Universal Life Church

Holding hands, a symbol of kindness

Niceness and kindness are two words that are often used interchangeably, but there is a big difference between them. Nice people generally act in ways that conform to society's views. A kind person acts out of a deep love for others. Niceness is often focused on being pleasant on the outside to make others perceive themselves as a "nice person." The kind person focuses on how to relieve the suffering of others.

Merriam-Webster defines niceness as "socially acceptable," or "pleasing and agreeable." Consider how nice you are to a mean boss. Niceness can often be driven by fear. Weak people are often nice to stronger individuals out of a need to stay on their good side. We choose to be submissive to society. Niceness arises from a desire for power or wanting something from another person.

Kindness comes out of empathy. A person who has been homeless is often much kinder to others who are currently homeless, simply because of their own experience. This empathy leads to a compassion of wanting to relieve their circumstances. Although you may not be able to change the situation, through kindness you can help someone who is suffering. It's a deep connection that is an emotional instinct.

Scripture About Kindness

The Dalai Lama said, "My religion is very simple. My religion is kindness."

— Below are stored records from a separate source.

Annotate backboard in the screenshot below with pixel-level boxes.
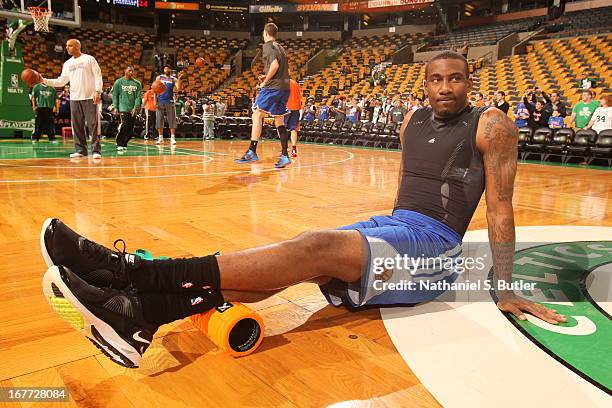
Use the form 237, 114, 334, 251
0, 0, 81, 28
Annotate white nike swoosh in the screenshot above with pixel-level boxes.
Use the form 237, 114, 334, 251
133, 331, 151, 344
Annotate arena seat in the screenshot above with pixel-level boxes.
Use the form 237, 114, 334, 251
565, 129, 597, 163
544, 128, 574, 162
524, 127, 552, 161
589, 129, 612, 166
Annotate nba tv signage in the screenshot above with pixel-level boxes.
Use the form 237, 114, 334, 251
249, 3, 339, 14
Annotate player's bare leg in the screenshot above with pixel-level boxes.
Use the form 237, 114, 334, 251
236, 108, 265, 163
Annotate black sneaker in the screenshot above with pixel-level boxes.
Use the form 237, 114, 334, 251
42, 265, 157, 368
40, 218, 140, 288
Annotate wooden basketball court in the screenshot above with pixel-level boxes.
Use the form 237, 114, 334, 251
0, 139, 610, 407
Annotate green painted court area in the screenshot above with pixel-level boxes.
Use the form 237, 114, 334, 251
0, 139, 215, 160
509, 242, 612, 392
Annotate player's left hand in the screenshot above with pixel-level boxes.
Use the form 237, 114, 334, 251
497, 294, 566, 324
93, 92, 101, 104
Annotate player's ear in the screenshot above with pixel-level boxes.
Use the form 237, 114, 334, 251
422, 79, 427, 95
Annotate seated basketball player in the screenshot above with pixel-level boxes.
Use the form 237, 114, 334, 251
235, 23, 292, 169
41, 52, 566, 368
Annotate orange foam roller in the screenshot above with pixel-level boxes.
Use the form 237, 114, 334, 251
190, 302, 265, 357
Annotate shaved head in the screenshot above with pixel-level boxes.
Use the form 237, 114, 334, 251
65, 38, 82, 57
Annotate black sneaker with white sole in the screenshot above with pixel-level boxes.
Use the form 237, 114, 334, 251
43, 265, 157, 368
41, 218, 140, 289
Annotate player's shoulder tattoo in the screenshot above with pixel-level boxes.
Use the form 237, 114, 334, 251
479, 108, 517, 203
481, 108, 518, 143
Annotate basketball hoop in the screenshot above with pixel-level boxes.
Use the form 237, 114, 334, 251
28, 7, 51, 32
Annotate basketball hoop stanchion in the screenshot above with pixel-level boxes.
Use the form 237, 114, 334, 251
28, 7, 51, 32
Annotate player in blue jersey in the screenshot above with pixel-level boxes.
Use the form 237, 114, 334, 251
155, 65, 183, 145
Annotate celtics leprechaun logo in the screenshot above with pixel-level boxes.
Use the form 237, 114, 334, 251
490, 241, 612, 394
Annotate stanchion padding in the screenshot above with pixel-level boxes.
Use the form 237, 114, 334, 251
190, 302, 264, 357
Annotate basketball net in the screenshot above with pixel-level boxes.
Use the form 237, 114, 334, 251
28, 7, 51, 32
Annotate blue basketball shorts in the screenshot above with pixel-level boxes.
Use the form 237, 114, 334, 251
319, 209, 463, 308
284, 110, 301, 131
253, 88, 290, 117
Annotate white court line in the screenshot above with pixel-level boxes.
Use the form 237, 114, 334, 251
0, 147, 355, 184
0, 155, 214, 169
130, 141, 231, 156
0, 142, 223, 169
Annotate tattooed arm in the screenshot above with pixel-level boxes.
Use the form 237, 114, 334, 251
476, 108, 566, 324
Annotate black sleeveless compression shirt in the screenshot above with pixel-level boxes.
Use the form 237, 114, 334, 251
394, 105, 488, 237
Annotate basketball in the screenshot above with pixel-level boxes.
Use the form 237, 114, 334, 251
151, 79, 166, 94
195, 57, 206, 67
21, 68, 42, 87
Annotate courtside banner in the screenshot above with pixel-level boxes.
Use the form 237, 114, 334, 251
340, 0, 432, 12
154, 1, 199, 11
204, 3, 248, 13
249, 3, 339, 13
369, 0, 433, 8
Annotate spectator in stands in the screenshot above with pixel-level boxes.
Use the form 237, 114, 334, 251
388, 99, 407, 124
331, 96, 347, 121
411, 98, 423, 112
184, 97, 196, 116
370, 99, 383, 123
303, 98, 317, 123
541, 91, 567, 118
174, 94, 185, 117
570, 90, 600, 130
318, 103, 330, 121
528, 100, 550, 130
548, 108, 565, 129
513, 101, 530, 128
346, 98, 361, 124
473, 93, 485, 107
405, 95, 415, 111
152, 52, 161, 72
56, 85, 71, 134
215, 99, 226, 117
580, 75, 593, 90
363, 96, 374, 122
54, 43, 63, 58
202, 99, 215, 140
378, 72, 387, 88
585, 95, 611, 134
101, 86, 113, 114
142, 84, 156, 140
495, 91, 510, 114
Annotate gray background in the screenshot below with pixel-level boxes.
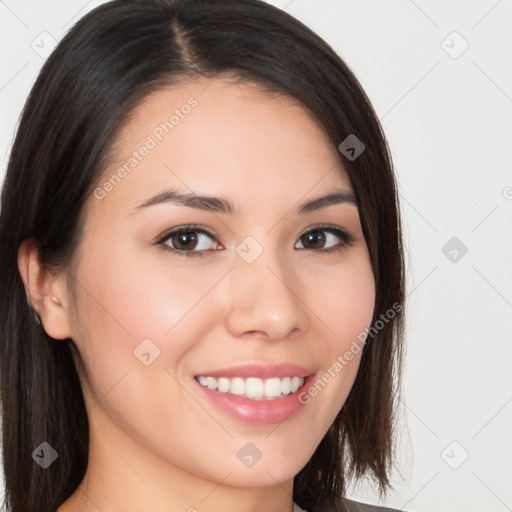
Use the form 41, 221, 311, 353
1, 1, 511, 510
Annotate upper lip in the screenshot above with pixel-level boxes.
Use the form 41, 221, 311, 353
194, 363, 315, 380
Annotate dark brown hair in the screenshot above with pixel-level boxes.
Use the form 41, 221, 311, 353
0, 1, 405, 511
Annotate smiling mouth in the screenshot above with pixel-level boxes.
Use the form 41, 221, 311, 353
194, 375, 307, 401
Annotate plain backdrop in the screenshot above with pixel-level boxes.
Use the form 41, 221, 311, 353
1, 1, 511, 511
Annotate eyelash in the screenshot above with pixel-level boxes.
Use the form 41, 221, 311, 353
156, 224, 356, 258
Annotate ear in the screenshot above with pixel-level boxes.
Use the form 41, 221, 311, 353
17, 238, 74, 340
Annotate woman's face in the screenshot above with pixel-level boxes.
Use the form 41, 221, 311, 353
65, 78, 375, 491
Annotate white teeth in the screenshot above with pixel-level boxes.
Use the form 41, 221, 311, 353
230, 377, 245, 395
217, 377, 230, 393
245, 378, 264, 399
196, 375, 306, 400
290, 376, 302, 393
281, 376, 291, 395
264, 377, 282, 397
206, 376, 217, 390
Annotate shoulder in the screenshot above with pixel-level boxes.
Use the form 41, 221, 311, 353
340, 497, 404, 512
304, 496, 407, 512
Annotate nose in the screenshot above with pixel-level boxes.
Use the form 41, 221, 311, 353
223, 248, 309, 341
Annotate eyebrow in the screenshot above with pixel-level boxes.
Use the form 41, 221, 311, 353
131, 187, 358, 215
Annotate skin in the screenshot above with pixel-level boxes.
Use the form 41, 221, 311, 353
18, 78, 376, 512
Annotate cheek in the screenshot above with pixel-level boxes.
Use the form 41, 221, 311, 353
69, 242, 228, 419
298, 251, 375, 417
68, 252, 235, 480
74, 237, 226, 343
307, 251, 376, 353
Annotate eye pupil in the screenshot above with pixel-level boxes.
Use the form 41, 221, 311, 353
302, 230, 325, 249
173, 232, 197, 250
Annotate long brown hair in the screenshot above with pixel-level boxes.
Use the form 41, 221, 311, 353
0, 1, 405, 511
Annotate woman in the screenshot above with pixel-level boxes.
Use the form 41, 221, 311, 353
0, 1, 406, 511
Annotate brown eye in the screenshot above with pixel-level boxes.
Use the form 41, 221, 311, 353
158, 226, 221, 257
294, 226, 355, 252
299, 230, 326, 249
171, 231, 199, 250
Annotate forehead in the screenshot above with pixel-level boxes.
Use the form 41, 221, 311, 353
119, 77, 330, 143
93, 78, 352, 216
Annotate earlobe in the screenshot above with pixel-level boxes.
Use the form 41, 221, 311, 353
17, 238, 74, 340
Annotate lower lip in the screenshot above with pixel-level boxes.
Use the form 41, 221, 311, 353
194, 375, 315, 425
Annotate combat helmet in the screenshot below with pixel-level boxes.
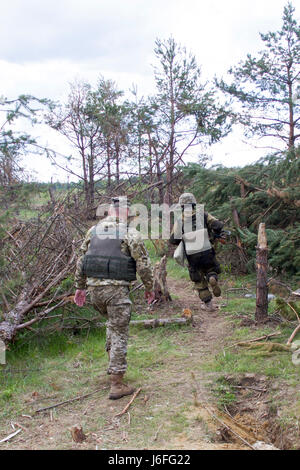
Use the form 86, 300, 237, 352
111, 196, 130, 209
112, 196, 134, 216
178, 193, 196, 206
96, 196, 131, 218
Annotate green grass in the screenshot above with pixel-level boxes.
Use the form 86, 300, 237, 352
144, 239, 189, 281
200, 295, 300, 441
206, 347, 297, 379
4, 190, 51, 221
0, 318, 188, 421
0, 328, 106, 416
203, 297, 300, 383
224, 273, 256, 288
1, 227, 300, 447
0, 317, 196, 449
212, 377, 237, 410
165, 258, 189, 280
170, 409, 190, 433
221, 296, 278, 317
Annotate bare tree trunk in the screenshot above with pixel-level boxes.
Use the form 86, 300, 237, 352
287, 65, 295, 151
74, 193, 79, 211
231, 199, 247, 273
231, 202, 241, 228
240, 181, 246, 198
87, 156, 95, 218
48, 186, 56, 205
115, 141, 120, 184
156, 155, 164, 204
0, 252, 76, 344
255, 223, 269, 323
80, 149, 89, 208
168, 63, 176, 205
138, 133, 142, 178
153, 255, 172, 303
148, 143, 153, 183
164, 162, 172, 205
107, 143, 112, 188
0, 288, 31, 343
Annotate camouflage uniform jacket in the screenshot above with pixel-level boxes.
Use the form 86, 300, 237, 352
75, 216, 153, 291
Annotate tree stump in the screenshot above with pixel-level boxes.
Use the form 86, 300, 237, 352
70, 425, 87, 443
255, 223, 268, 323
153, 255, 172, 303
48, 186, 56, 205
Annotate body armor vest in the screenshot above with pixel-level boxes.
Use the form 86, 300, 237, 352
182, 212, 212, 256
82, 224, 136, 281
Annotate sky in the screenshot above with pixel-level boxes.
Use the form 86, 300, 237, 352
0, 0, 298, 182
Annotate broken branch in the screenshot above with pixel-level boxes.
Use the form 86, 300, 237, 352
35, 387, 106, 413
115, 388, 142, 417
0, 429, 22, 444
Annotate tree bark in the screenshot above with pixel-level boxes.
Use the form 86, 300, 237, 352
255, 223, 269, 323
240, 181, 246, 198
287, 64, 295, 151
115, 140, 120, 184
48, 186, 56, 205
0, 252, 76, 344
107, 143, 111, 188
230, 199, 248, 273
153, 255, 172, 303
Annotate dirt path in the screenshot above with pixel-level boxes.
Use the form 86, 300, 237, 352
0, 277, 272, 450
151, 277, 247, 450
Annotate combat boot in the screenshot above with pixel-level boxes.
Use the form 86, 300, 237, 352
208, 276, 221, 297
204, 300, 216, 312
109, 373, 135, 400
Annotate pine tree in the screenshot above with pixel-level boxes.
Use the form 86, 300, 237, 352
183, 151, 300, 276
217, 2, 300, 155
0, 95, 52, 185
152, 37, 231, 203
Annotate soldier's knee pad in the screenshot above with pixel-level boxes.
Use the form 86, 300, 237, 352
207, 271, 218, 281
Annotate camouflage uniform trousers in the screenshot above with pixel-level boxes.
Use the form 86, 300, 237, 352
88, 285, 132, 375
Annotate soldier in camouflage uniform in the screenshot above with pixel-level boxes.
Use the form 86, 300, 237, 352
74, 197, 154, 399
170, 193, 225, 311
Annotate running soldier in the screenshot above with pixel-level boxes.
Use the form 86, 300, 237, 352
170, 193, 225, 311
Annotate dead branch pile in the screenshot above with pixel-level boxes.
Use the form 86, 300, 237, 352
0, 198, 87, 344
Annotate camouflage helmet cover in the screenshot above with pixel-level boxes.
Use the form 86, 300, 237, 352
178, 193, 196, 205
96, 196, 131, 218
111, 196, 130, 208
111, 196, 134, 216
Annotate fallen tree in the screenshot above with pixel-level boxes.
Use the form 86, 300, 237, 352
61, 316, 192, 331
0, 198, 86, 344
0, 256, 75, 343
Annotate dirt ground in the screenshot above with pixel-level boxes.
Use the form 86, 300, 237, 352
0, 277, 291, 450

The Bible has a lot to say about being kind. Matthew 5:43 48 is probably one of the best-known scriptures:

You have heard that it was said, 'You shall love your neighbor and hate your enemy.' But I say to you, Love your enemies and pray for those who persecute you, so that you may be sons of your Father who is in heaven. For he makes his sun rise on the evil and on the good, and sends rain on the just and on the unjust. For if you love those who love you, what reward do you have? Do not even the tax collectors do the same? And if you greet only your brothers, what more are you doing than others? The distinction between kindness and niceness might be small, but the benefits of kindness have been well-researched. Of course, the reason a person is kind is not out of gain, but that doesn't mean there cannot be side effects: 1. Kindness makes a person happier. Spiritually, it's the right thing to do, but the reason we feel good is because of biochemical changes. Dopamine is increased, leading to a kind of a natural high. 2. Kindness produces the hormone oxytocin, which is associated with emotional warmth. Oxytocin causes the body to release nitric oxide into the blood, which expands blood vessels and reduces blood pressure. Kindness might be a heart-protector. 3. Oxytocin also reduces inflammation in the cardiovascular system. This has been associated with slowing the aging process. Who knew kindness might affect your longevity? 4. Kindness improves relationships. Again, oxytocin is largely responsible for this phenomenon. Kindness builds connections between people, allowing for cooperation. It strengthens existing relationships and forges new ones. 5. Kindness has a ripple effect. An act of kindness is like throwing a pebble into a pond and watching the waves. There have been many documented "domino effects" of a pay-it-forward phenomenon when one person was kind. One of the most stunning examples was when a person donated their kidney, simply out of compassion, not because they knew someone who needed it. This set off a chain reaction where 10 people received a new kidney just because one person gave.

America needs kindness as we deal with the aftermath of Charlottesville, the protests in Boston and other acts of violence. Take time today to consider if you are being nice or being kind to others. Then go out and be kind. Your one act of kindness might change the person on the receiving end for the better.